Last Frost on the Farm
It's a day around which our dreams take shape, our calendars fill in, our potted plants move. Predicting the last frost, particularly at altitude, almost feels like a vice, or like playing a prank on your future self. Should we plant the pole beans and see what happens?
It's mischevious, elusive, and central to gardeners' thoughts and plans for weeks if not all year.
Much is happening on the farm this time of year as we've prepared for and perhaps have now looked backwards at our last frosty night. The hoophouse extended our season dramatically, so our warmth-loving plants are off to a great head start for the year. We've been pinching the flowers off of most of our tomato plants to encourage the vines to grow upward so that we can grow peppers and basil underneath them, but the few that we left untouched already have little green fruits.
Cold hardy flowers like bachelor's buttons, snapdragons and stocks went into the kitchen garden over the past few weeks, but this weekend marked the arrival of the celosias— vibrant, fuzzy flowers that look like the comb of a rooster and make colorful teas.
Our kitchen garden is a two-tiered terrace, each level about six feet in depth. We used big logs and the gentle slope of the graveled yard to frame the two terraces, then filled each with a mix of local dirt and compost.

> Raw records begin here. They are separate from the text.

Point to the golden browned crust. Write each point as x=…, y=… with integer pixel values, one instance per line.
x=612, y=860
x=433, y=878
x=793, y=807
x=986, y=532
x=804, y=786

I've been planting yarrows and mints along the back edge to hold the grass back — the yarrow is doing an especially good job of it. Strawberries, creeping thyme, lavender, goji, valerian root and echinacia are all perennials here, and each year they fill out more space. Clumps of garlic have also become perennials, and flowering bulbs are the first to arrive along with dandelions in spring. The parsley seems to keep coming back as a perennial too -- we're heading into Year 3 with the same little lane of it.

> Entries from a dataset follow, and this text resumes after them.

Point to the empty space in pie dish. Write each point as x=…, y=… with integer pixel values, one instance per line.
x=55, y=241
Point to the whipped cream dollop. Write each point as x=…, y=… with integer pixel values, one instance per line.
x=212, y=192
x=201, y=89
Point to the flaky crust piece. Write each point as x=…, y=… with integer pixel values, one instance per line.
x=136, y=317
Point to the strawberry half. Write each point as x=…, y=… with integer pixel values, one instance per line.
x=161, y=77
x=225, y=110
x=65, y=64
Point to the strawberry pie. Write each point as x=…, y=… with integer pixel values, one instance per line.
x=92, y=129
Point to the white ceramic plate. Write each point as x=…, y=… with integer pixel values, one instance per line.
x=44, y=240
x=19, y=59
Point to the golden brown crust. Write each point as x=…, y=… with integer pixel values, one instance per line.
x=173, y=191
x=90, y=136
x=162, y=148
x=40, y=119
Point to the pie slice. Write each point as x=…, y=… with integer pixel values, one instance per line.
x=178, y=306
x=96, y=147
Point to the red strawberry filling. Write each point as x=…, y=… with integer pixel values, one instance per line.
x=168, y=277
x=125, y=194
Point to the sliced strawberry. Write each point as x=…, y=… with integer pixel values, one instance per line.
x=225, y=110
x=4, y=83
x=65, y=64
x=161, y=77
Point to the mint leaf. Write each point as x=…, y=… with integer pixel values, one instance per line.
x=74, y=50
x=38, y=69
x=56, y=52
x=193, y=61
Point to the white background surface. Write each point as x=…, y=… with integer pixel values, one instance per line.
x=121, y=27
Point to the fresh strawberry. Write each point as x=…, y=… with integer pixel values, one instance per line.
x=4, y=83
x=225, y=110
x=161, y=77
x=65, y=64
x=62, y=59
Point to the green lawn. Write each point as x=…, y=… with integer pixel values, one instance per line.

Strawberry spinach, cilantro, borage, pansies and chard have so far done a good job of re-seeding themselves. Weeding, then, means patience and close observation, selectively pulling what we don't want and letting the garden give direction as to what it will be each year.
I love this wild, co-created space with its spontenaity and diversity.

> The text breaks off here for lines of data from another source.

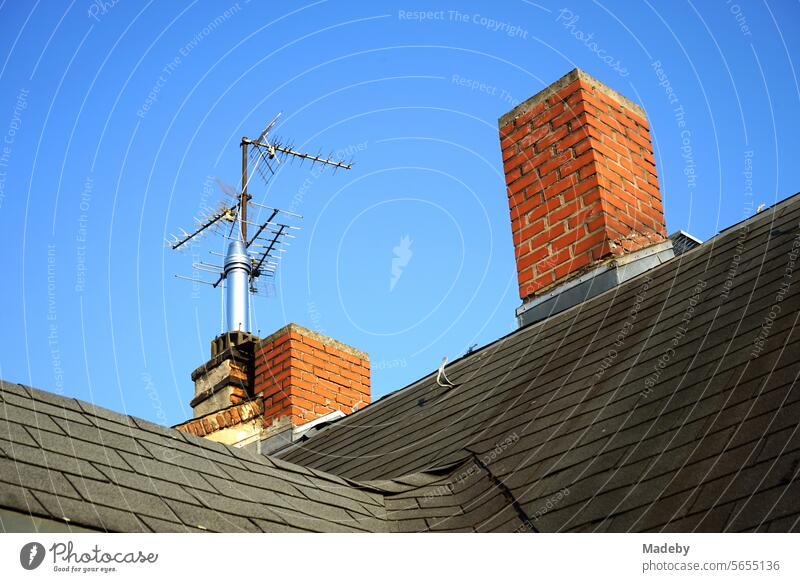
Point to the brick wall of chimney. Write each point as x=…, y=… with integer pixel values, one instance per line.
x=302, y=375
x=581, y=178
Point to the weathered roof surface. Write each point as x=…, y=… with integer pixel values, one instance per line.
x=67, y=460
x=667, y=403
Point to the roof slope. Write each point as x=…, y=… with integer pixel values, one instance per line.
x=667, y=403
x=66, y=461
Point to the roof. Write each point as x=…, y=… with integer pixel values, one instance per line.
x=67, y=461
x=666, y=403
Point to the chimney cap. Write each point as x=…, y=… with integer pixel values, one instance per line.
x=570, y=77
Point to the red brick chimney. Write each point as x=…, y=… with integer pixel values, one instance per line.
x=581, y=177
x=302, y=375
x=257, y=390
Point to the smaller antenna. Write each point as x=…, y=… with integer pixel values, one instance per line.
x=248, y=258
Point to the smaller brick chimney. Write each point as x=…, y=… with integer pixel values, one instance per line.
x=270, y=391
x=582, y=190
x=302, y=376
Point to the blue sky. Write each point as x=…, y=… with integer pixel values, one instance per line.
x=116, y=117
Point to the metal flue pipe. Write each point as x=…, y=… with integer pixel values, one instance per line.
x=237, y=278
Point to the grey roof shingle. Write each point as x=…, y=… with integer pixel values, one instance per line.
x=92, y=468
x=714, y=426
x=666, y=404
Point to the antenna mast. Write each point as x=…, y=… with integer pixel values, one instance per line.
x=248, y=259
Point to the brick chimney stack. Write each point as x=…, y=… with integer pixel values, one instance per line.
x=269, y=392
x=582, y=185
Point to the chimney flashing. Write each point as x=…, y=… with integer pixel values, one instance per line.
x=599, y=280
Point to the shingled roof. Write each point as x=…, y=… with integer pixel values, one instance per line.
x=65, y=461
x=667, y=403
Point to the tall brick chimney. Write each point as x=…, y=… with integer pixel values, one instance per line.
x=582, y=185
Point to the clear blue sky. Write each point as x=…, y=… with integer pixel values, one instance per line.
x=94, y=172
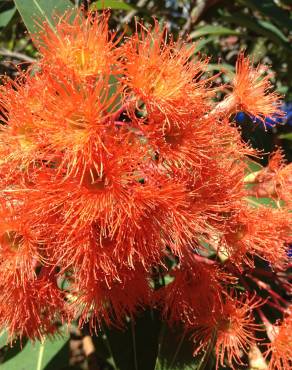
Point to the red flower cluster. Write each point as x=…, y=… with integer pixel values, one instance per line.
x=115, y=161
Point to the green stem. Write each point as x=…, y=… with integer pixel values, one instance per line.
x=134, y=344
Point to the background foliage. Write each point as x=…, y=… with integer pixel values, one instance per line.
x=220, y=28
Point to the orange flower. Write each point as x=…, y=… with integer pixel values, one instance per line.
x=82, y=45
x=161, y=75
x=33, y=310
x=230, y=329
x=280, y=347
x=251, y=92
x=263, y=232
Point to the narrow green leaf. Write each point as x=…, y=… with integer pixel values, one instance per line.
x=6, y=16
x=34, y=12
x=110, y=4
x=286, y=136
x=136, y=346
x=212, y=30
x=37, y=356
x=6, y=351
x=271, y=10
x=260, y=27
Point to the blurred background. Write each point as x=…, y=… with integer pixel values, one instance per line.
x=220, y=28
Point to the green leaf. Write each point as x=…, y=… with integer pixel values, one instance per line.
x=269, y=9
x=212, y=30
x=260, y=27
x=6, y=351
x=34, y=12
x=286, y=136
x=6, y=16
x=38, y=356
x=110, y=4
x=135, y=347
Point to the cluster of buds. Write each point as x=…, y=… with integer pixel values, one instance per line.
x=118, y=168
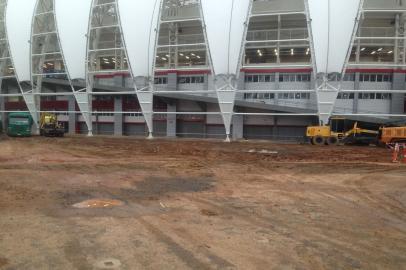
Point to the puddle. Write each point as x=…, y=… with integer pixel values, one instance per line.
x=98, y=203
x=208, y=213
x=155, y=187
x=108, y=264
x=3, y=262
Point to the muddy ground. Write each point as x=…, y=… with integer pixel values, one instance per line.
x=198, y=205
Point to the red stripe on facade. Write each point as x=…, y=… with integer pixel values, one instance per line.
x=183, y=72
x=280, y=70
x=112, y=75
x=375, y=70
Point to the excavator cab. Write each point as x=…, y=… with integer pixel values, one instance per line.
x=50, y=127
x=330, y=134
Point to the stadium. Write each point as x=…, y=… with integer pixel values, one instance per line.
x=268, y=73
x=202, y=134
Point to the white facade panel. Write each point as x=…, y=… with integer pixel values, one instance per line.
x=139, y=20
x=72, y=17
x=331, y=51
x=18, y=21
x=225, y=25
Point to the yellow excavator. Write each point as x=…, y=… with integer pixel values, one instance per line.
x=50, y=127
x=338, y=131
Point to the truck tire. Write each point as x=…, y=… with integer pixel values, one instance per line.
x=319, y=140
x=332, y=141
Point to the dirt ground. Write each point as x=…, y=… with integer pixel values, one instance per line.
x=184, y=204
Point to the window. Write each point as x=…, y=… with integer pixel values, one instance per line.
x=266, y=78
x=260, y=96
x=284, y=77
x=375, y=77
x=349, y=77
x=294, y=95
x=190, y=79
x=384, y=96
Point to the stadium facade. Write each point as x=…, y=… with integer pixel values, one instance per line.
x=254, y=69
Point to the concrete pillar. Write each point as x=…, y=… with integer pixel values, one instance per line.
x=277, y=86
x=72, y=116
x=118, y=117
x=240, y=86
x=172, y=81
x=171, y=121
x=238, y=127
x=3, y=114
x=398, y=100
x=356, y=87
x=275, y=130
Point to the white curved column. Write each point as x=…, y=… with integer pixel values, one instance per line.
x=139, y=22
x=332, y=25
x=73, y=41
x=18, y=25
x=226, y=23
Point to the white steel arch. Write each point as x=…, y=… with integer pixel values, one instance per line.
x=47, y=54
x=18, y=24
x=139, y=24
x=327, y=17
x=225, y=34
x=73, y=41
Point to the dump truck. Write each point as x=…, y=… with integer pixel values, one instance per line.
x=19, y=124
x=339, y=130
x=391, y=135
x=50, y=127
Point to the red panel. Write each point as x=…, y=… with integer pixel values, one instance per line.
x=112, y=75
x=281, y=70
x=60, y=105
x=375, y=70
x=15, y=106
x=183, y=72
x=103, y=105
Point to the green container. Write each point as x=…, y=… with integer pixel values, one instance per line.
x=19, y=125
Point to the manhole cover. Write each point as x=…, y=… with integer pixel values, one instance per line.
x=98, y=203
x=108, y=264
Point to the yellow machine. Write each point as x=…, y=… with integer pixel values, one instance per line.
x=49, y=126
x=337, y=132
x=393, y=135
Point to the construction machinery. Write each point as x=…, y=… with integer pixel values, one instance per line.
x=50, y=127
x=391, y=135
x=340, y=130
x=19, y=124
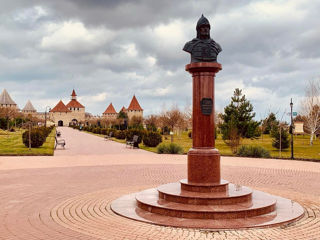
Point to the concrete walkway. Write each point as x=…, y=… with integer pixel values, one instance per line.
x=68, y=196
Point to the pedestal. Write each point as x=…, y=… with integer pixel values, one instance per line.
x=204, y=200
x=203, y=158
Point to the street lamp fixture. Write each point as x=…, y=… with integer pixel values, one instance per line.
x=291, y=130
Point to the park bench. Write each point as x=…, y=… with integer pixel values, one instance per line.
x=108, y=137
x=60, y=142
x=134, y=143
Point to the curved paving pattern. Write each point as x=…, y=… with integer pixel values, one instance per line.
x=68, y=197
x=90, y=214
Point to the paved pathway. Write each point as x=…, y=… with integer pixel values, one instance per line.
x=68, y=196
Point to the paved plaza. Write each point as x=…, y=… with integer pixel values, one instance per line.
x=68, y=196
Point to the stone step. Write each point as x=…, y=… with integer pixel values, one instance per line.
x=221, y=186
x=262, y=203
x=172, y=192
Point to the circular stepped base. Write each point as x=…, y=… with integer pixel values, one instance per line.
x=222, y=186
x=172, y=192
x=260, y=211
x=263, y=203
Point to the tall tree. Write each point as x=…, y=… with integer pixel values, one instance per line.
x=310, y=108
x=269, y=122
x=238, y=118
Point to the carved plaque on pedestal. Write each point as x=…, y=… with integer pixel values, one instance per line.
x=206, y=106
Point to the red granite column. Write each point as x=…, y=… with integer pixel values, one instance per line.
x=203, y=158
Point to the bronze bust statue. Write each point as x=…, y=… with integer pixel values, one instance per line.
x=203, y=48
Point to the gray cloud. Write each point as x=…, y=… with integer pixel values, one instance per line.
x=110, y=50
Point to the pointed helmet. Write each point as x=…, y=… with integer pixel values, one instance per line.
x=202, y=21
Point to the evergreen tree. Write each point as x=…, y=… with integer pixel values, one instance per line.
x=276, y=131
x=238, y=118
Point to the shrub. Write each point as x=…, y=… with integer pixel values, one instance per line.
x=275, y=134
x=131, y=132
x=253, y=151
x=37, y=138
x=171, y=148
x=152, y=139
x=119, y=134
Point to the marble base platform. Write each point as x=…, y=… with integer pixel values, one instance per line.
x=210, y=206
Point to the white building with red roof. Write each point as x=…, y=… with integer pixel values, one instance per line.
x=110, y=113
x=6, y=101
x=134, y=108
x=29, y=109
x=64, y=115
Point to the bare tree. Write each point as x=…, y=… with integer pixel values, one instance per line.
x=152, y=122
x=310, y=108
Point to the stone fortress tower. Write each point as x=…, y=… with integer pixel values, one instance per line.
x=134, y=110
x=29, y=109
x=110, y=113
x=73, y=112
x=6, y=101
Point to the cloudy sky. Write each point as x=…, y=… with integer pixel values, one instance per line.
x=108, y=50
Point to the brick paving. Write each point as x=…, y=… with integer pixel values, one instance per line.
x=68, y=196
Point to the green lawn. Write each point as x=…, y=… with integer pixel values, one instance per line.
x=11, y=145
x=302, y=149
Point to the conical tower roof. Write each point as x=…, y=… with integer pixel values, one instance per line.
x=73, y=94
x=110, y=110
x=134, y=104
x=29, y=107
x=5, y=98
x=60, y=107
x=123, y=109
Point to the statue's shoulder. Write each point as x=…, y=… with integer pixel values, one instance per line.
x=190, y=45
x=215, y=45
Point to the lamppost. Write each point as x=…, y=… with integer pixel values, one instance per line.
x=291, y=130
x=45, y=116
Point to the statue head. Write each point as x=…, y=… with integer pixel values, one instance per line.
x=203, y=28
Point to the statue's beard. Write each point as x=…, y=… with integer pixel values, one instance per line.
x=203, y=36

As I write this, I'm sitting on the patio beside this little ecosystem of plants and bugs and cats. Cooper just walked out from the kitchen to tell me that it hit 33 degrees last night, despite forcasts of mid-forties. Woops!
We survived a close call, having planted out the celosias, some peppers and basil outdoors yesterday. But we've got cover cloth at the ready — as well as plenty of good old fashioned farmers' denial amnesia optimism!